Effect of Launaea procumbens extract on oxidative marker, p53, and CYP 2E1: a randomized control study

Rahmat Ali Khan1*, Muhammad Rashid Khan2, Sumaira Sahreen3 and Huda Mohammad Alkreathy4

1Department of Biotechnology, Faculty of Sciences, University of Science and Technology Bannu, KPK, Pakistan; 2Department of Biochemistry, Faculty of Biological Sciences, Quaid-i-Azam University, Islamabad, Pakistan; 3Botanical Sciences Division, Pakistan Museum of Natural History Islamabad, Pakistan; 4Department of Pharmacology, Faculty of Medicine, King Abdulaziz University, Jeddah, Saudi Arabia


Background: Ethyl acetate extracts of Launaea procumbens is used for the treatment of liver dysfunction as an herbal medicine in Pakistan. In this study, the protective effects of ethyl acetate extracts were evaluated against CCl4-induced liver injuries in rat.

Methods: To examine the protective effects against oxidative stress of carbon tetrachloride in rats, 30 male rats were equally divided into 5 groups (6 rats). Among five groups, one was treated with CCl4 (3 ml/kg i.p. in olive oil b.w.) twice a week for 4 weeks. Others were orally fed with extracts (100, 200 mg/kg b.w.), with CCl4 twice a week for 4 weeks.

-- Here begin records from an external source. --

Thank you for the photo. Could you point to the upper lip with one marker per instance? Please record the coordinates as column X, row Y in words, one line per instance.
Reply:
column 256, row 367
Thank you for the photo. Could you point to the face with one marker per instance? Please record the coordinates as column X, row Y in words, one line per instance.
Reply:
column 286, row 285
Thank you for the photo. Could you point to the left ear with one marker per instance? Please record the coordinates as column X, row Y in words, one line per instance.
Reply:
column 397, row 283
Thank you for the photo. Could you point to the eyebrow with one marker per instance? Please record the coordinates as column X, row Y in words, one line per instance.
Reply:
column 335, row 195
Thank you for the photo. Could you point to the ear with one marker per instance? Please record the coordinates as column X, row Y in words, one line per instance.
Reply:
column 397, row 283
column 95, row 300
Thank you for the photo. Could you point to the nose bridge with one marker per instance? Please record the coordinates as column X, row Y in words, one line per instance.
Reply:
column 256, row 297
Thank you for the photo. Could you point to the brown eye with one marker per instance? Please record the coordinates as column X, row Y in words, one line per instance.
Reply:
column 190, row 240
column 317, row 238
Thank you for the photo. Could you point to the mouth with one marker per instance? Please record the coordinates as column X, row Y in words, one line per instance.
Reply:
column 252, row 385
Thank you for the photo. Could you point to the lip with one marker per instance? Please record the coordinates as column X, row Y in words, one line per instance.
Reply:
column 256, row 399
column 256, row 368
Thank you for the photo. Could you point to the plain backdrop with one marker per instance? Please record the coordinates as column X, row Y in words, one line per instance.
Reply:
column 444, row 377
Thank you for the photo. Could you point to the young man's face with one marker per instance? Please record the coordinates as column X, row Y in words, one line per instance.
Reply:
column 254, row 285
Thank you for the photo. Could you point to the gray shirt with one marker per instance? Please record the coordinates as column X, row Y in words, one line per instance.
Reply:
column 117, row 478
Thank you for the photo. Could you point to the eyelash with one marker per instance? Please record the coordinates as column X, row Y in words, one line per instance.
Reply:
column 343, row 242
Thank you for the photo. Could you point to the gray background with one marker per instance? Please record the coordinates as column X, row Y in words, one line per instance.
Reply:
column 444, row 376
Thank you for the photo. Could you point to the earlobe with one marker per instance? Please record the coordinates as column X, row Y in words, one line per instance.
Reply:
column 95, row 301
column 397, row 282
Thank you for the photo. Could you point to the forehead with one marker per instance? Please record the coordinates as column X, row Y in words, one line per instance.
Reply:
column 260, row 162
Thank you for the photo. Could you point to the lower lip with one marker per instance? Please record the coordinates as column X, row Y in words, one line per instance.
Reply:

Results: Administration of CCl4 altered the serum marker enzymes, lipid profile, CYP 2E1, p53 expression, antioxidant enzymes, nuclear organizer regions (AgNORs), and DNA. Supplement of L. procumbens ameliorated the effects of CCl4, improved CYP 2E1, p53, and increased the activities of antioxidant enzymes while activity of liver marker enzymes (ALP, ALT, AST, g-GT) and contents of lipid per oxidation contents (TBARS), AgNORs, and DNA fragmentation were decreased. Similarly body weight was increased while liver and relative liver weight was decreased with co-administration of various extracts, suggesting that L. procumbens effectively protect liver against the CCl4-induced oxidative damage in rats.

Conclusion: The hepatoprotective and free radical scavenging effects might be due to the presence of bioactive constituents in the extract.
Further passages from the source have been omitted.